We’ve all heard it said, that “There but for the grace of God go I.”  Of course, the graciousness of God becomes suspect when you think about all those unfortunates from whom a selective kind of God must have chosen to withhold good fortune.  But beyond the shadow side of the story, don’t miss the wisdom of the saying. The circumstances of my birth, undeserved favour, are all that separate me from the pirate.  Are we able to see ourselves, not only as the 12-year-old girl, the victim?  Are we able to see ourselves as the pirate?

“Comprehend” is a term which comes from the French, com meaning to be one or together, and from prendre meaning to take or to grasp.  To comprehend is to grasp, to be grasped by our togetherness, our oneness.

The Buddha said that “in order to understand, you have to be one with what you want to understand.”  If you just look, if you look you will see deeper than the small sense of yourself as being self-created and see the greater connectedness, the large self.  If you just look, you can empty yourself of the small, egoistic, independent self-perception and be grasped by oneness.

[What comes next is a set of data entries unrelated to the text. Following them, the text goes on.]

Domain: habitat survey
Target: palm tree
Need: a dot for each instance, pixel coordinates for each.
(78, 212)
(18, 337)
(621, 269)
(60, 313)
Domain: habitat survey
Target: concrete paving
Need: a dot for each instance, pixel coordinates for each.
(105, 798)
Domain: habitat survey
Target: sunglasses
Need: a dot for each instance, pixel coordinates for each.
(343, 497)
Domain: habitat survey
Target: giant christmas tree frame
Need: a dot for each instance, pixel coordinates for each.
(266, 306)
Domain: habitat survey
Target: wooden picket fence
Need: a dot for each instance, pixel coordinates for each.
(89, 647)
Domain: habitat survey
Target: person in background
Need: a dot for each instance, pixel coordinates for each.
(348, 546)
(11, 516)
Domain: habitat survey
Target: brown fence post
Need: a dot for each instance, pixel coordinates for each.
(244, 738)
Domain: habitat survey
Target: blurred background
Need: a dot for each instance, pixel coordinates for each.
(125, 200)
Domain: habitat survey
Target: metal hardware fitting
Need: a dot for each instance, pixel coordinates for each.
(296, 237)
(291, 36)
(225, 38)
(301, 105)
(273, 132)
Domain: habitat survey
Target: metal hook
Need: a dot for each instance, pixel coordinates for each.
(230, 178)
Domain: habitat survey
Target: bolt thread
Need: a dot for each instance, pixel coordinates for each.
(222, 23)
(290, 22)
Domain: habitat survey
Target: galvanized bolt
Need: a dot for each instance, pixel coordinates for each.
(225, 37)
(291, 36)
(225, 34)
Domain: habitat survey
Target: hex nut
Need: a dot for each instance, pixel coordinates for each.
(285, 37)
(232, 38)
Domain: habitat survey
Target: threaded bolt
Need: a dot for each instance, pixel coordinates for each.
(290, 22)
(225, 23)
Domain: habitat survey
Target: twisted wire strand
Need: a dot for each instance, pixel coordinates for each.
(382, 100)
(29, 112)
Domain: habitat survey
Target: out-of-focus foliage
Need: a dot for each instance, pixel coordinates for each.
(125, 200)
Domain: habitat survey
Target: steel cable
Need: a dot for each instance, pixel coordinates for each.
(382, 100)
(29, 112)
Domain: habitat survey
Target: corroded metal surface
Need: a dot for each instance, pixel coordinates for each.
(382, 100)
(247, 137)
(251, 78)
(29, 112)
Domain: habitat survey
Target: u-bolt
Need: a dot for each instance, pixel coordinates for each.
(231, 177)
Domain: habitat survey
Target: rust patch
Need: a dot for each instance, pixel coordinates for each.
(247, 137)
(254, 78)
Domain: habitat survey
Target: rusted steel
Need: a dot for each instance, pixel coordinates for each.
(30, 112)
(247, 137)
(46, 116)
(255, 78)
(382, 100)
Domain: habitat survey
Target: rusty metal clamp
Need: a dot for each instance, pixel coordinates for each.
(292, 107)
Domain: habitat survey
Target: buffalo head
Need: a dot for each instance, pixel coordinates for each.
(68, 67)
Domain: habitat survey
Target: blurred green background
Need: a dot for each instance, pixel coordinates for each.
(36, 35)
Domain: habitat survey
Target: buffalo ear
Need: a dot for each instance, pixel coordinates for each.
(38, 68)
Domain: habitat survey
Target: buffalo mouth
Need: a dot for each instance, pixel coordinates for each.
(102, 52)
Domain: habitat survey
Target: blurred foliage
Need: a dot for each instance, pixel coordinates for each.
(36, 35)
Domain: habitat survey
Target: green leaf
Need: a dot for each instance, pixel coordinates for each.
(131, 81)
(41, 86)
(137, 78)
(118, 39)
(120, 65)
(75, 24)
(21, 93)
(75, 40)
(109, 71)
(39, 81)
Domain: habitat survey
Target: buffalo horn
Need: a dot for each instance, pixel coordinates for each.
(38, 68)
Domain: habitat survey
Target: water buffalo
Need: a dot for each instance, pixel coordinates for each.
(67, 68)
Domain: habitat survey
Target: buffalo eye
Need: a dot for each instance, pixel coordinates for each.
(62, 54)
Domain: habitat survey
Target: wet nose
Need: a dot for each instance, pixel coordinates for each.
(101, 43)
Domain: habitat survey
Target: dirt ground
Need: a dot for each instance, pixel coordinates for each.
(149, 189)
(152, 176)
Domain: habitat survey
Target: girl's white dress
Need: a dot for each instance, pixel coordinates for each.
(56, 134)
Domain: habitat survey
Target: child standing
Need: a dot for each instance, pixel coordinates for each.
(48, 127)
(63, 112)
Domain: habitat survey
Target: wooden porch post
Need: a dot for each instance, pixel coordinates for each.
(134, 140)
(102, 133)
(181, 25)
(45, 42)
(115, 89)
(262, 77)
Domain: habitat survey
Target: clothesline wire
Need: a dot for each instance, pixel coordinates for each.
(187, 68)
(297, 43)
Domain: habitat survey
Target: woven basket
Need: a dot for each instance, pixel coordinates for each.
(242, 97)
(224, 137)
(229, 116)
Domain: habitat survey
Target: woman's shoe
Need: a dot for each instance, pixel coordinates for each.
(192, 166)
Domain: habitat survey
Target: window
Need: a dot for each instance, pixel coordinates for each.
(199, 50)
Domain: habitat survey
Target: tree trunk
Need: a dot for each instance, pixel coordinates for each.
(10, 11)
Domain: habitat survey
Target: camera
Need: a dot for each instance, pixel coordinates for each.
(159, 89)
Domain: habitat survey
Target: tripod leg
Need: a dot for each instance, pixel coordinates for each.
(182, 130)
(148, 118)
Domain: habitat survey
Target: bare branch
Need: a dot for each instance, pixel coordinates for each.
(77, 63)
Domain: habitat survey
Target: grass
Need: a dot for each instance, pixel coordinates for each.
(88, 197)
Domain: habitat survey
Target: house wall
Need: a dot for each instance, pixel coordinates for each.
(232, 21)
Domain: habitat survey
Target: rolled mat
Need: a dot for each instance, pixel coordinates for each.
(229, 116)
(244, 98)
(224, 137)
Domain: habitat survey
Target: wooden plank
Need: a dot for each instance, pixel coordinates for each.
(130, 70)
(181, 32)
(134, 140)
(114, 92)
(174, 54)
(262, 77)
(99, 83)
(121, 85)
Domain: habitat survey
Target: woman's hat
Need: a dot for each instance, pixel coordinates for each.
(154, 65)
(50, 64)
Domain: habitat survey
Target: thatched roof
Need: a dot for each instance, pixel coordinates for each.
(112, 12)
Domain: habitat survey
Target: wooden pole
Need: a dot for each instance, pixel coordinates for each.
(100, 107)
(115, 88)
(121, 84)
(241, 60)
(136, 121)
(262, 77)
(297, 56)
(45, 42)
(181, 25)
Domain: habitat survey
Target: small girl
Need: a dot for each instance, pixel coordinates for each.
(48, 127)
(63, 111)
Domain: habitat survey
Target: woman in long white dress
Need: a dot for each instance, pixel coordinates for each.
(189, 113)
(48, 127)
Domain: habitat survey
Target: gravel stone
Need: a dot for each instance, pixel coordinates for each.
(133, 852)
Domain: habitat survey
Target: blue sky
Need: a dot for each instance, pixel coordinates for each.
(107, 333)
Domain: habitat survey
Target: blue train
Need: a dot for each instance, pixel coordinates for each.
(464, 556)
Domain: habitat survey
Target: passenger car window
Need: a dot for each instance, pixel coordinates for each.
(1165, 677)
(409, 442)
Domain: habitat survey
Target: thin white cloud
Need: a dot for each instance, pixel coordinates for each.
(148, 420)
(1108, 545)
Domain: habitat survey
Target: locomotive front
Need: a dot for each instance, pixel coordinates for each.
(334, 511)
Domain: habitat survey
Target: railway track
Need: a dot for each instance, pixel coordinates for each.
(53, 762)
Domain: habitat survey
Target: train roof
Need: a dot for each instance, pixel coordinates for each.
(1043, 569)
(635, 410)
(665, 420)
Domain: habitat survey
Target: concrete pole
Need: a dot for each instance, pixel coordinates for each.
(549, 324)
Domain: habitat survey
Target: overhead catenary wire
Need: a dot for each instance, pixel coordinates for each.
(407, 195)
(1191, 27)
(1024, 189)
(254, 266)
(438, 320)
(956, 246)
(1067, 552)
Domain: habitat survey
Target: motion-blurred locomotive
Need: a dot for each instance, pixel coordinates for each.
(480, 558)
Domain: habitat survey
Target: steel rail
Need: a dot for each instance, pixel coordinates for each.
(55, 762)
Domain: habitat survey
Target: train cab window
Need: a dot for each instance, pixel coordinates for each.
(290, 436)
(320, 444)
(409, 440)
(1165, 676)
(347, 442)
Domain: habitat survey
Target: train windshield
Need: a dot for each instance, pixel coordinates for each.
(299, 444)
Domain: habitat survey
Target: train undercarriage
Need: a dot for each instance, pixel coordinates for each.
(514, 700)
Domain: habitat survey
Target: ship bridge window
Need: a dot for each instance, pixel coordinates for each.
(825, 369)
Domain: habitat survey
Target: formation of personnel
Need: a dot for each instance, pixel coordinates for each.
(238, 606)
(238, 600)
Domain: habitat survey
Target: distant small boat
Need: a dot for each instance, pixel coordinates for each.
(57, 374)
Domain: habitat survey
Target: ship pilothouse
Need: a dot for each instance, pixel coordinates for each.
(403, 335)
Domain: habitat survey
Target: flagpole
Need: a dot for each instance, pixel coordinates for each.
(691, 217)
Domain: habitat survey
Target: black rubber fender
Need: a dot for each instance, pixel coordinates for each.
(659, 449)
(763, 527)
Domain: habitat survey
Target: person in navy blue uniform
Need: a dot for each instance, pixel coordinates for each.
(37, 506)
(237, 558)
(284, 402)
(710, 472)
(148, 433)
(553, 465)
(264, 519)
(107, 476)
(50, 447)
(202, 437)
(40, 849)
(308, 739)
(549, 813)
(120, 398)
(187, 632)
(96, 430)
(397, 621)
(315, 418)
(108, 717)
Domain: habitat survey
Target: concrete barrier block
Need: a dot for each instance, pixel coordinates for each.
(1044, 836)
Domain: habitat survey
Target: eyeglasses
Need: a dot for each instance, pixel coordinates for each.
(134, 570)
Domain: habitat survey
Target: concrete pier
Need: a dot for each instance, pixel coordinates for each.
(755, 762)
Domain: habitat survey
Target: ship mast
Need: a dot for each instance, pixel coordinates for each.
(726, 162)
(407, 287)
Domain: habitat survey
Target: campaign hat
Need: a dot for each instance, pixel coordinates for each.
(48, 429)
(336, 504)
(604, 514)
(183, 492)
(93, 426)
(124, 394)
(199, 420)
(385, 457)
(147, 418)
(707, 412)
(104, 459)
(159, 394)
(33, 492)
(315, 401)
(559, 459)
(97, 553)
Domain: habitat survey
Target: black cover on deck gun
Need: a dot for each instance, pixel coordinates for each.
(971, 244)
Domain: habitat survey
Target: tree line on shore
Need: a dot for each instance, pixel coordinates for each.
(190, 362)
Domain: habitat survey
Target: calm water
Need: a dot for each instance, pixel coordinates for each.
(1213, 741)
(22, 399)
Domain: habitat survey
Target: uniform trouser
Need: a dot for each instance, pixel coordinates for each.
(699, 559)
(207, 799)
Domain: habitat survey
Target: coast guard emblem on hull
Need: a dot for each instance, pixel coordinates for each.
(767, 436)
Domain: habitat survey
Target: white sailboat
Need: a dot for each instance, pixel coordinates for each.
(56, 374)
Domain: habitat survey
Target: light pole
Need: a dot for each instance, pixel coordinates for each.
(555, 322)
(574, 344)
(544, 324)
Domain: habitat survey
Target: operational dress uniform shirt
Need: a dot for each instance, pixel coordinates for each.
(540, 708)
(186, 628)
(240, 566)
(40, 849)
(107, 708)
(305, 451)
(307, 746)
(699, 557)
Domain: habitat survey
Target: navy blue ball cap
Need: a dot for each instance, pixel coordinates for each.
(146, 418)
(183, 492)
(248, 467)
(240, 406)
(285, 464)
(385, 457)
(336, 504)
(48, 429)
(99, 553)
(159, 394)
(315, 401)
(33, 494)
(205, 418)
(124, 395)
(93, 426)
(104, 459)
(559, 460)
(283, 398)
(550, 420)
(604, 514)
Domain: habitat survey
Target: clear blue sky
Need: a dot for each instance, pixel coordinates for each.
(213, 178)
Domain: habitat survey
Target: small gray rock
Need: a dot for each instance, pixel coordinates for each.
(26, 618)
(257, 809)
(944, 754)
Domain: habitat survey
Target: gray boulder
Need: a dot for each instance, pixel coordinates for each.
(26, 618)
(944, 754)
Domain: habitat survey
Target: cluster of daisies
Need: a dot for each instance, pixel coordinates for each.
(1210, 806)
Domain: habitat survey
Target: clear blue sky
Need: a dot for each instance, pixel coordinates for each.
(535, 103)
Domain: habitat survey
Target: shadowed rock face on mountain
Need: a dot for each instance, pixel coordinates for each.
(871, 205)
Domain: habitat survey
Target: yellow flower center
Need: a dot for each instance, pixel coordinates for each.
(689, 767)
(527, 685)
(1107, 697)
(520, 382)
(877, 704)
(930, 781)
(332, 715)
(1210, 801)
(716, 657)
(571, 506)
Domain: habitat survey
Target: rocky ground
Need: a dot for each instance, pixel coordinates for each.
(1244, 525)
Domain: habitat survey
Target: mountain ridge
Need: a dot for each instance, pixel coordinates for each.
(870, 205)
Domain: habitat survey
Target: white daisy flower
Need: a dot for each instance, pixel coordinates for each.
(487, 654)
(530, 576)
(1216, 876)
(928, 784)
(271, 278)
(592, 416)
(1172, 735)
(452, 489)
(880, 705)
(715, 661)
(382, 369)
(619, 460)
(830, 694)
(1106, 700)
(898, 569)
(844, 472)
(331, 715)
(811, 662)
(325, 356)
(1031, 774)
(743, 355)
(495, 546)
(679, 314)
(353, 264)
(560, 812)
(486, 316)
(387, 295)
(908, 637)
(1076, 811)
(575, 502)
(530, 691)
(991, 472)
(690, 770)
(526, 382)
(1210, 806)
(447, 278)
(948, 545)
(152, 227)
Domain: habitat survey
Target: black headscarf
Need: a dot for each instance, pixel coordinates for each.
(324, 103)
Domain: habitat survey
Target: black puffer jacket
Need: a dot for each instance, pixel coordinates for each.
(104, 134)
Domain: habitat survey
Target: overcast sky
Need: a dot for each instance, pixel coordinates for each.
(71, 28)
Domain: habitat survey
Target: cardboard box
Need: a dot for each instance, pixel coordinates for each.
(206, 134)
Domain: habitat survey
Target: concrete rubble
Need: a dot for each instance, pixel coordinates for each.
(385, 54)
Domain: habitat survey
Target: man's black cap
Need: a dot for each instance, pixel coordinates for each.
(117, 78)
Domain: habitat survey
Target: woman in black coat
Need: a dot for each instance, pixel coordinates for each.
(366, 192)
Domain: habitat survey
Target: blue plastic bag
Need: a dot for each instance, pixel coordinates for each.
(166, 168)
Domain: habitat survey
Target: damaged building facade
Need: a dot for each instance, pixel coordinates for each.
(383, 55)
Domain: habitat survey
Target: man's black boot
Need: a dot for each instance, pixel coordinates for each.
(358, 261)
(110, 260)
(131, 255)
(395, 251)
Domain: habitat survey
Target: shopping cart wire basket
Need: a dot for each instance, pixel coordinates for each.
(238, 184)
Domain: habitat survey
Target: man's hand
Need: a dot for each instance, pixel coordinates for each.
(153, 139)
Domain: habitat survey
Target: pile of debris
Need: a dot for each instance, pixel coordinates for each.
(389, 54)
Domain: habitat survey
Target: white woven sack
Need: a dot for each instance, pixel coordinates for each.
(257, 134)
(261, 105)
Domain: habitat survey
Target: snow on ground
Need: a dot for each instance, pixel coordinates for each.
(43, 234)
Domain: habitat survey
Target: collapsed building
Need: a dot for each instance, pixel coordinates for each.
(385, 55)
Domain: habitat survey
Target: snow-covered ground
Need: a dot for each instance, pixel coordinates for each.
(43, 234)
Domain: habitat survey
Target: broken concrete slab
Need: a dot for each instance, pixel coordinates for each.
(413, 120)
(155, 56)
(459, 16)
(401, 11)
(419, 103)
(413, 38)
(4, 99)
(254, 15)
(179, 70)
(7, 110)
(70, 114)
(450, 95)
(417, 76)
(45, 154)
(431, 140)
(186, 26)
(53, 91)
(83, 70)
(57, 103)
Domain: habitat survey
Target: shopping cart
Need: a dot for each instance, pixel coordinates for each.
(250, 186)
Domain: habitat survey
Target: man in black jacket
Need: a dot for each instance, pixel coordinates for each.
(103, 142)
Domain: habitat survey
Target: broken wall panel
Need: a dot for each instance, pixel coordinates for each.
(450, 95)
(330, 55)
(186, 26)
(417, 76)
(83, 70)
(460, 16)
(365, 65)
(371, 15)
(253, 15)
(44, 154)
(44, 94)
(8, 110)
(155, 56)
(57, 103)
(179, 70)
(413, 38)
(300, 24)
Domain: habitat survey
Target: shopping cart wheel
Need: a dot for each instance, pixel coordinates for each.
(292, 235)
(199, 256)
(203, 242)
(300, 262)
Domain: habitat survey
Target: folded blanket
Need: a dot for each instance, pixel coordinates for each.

A monk was once asked whether meditation, especially a life of meditation in a monastery, is not an escape from society.  A very challenging question.  The monk replied:  “You bring all society, all of life with you into meditation.  Perhaps being self-absorbed in our individual lives is more of an escape from the reality of life, the reality of shared suffering and transient joys. Perhaps self-absorption is an escape from our interconnectedness and mutual responsibility, an escape from being grasped by the oneness of life, our larger self.”

Thich Nhat Hanh echoes the monk:  “I think that our society is a difficult place to live.  If we are not careful, we can become uprooted, and once uprooted, we cannot help change society to make it more liveable.  Meditation is a way of helping us stay in society…. when you go into meditation, you bring with you all the scars, all the wounds from society, and you bring the whole society as well.”

Being grasped by oneness — comprehending — discloses that the separate individual, the small self is an illusion. 

The Buddhist monk explains:  “If you are a poet, you will see clearly that there is a cloud floating in this sheet of paper.  Without a cloud there will be no water; without water, the trees cannot grow; and without trees, you cannot make paper.  So the cloud is in here…. Sunshine is very important because the forest cannot grow without sunshine, and we humans cannot grow without sunshine.  So the logger needs sunshine in order to cut the tree, and the tree needs sunshine in order to be a tree.  Therefore you can see sunshine in this sheet of paper.  And if you look more deeply… with the eyes of those who are awake, you see not only the cloud and the sunshine in it, but that everything is here: the wheat that became the bread for the logger to eat, the logger’s father—everything is in this sheet of paper….”

Thich Nhat Hanh asks:  “Can we look at each other and recognize ourselves in each other?”   Try it. Look at the other faces in the boat.